Cheese - A Brief History
Cheese is such an "old product" that it is hard to describe in a short history. Most authorities on cheese consider that cheese was first made in the Middle East. After it was discovered that animals could be milked, the earliest type of cheese was made out of sour milk. Legend has it that cheese was discovered by an Arab nomad. He is said to have filled a saddlebag with milk for his journey across the desert. After hours of riding he stopped to quench his thirst, only to find that the milk had separated into a pale watery liquid and solid white lumps. The saddlebag, which had held the milk, contained a coagulating enzyme known as rennin, because it was made from a sheep stomach. The combination of this enzyme, the sun and the motion of his horse had caused the milk to separate into curds and whey. The nomad found that the whey was drinkable and the curds edible.

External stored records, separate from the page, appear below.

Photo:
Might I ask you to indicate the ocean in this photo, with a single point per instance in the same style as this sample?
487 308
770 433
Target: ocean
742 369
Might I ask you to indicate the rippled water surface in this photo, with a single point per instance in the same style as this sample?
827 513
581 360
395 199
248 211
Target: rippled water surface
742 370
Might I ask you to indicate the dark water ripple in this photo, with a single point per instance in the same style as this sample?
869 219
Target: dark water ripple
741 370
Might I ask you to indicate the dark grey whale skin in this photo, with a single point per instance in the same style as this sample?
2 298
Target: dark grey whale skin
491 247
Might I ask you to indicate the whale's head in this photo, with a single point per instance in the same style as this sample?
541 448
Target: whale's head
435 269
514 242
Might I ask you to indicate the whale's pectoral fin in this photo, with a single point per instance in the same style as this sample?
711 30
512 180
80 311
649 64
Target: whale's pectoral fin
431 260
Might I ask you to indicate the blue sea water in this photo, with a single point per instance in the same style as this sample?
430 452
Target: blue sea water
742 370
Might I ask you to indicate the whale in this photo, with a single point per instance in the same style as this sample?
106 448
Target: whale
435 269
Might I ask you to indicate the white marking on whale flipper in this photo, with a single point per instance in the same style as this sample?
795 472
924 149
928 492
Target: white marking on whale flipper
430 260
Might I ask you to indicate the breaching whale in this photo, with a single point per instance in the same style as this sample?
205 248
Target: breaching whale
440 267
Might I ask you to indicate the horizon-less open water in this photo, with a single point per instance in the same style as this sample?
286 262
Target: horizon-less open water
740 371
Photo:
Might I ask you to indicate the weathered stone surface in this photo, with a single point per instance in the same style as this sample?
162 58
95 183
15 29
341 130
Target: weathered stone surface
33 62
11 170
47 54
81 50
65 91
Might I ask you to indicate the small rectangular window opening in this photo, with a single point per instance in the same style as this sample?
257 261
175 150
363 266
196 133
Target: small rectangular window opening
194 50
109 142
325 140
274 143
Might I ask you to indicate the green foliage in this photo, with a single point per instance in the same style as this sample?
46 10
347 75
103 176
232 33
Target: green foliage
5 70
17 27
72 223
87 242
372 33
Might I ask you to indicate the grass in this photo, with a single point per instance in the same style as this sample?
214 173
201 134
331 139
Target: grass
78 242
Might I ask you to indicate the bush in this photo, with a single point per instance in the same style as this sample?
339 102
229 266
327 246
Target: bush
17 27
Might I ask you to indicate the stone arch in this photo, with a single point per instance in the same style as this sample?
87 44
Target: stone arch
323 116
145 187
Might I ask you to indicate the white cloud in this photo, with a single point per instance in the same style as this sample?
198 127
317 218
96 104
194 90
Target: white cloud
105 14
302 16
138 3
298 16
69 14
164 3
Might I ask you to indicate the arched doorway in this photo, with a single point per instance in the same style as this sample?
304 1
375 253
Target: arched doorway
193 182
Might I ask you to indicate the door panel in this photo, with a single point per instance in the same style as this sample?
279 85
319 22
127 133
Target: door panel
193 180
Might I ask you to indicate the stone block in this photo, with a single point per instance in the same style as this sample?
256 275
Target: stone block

Four thousand years before the birth of Christ cheese was known to the ancient Sumerian. The Greeks credited Aristae, a son of Apollo, with the discovery. But, it was in Rome where cheese really came to be. Cheese making reached a very high standard in Rome as the ripening process had been developed there; along with the knowledge that different storage techniques developed different flavors and characteristics.
Cheese is one of the most varied foods in the world today. Cheese can be bland, buttery, creamy, pungent, sharp, salty - you get the picture. It can be hard enough to chip off in flakes or so soft it is runny and must be eaten with a spoon. Cheese's aroma can be overpowering enough to make you leave the room or can be delicate and subtle. Cheese is a perfect companion to wine, bread and fruit, it is the perfect snack or a fabulous way to finish a gourmet meal.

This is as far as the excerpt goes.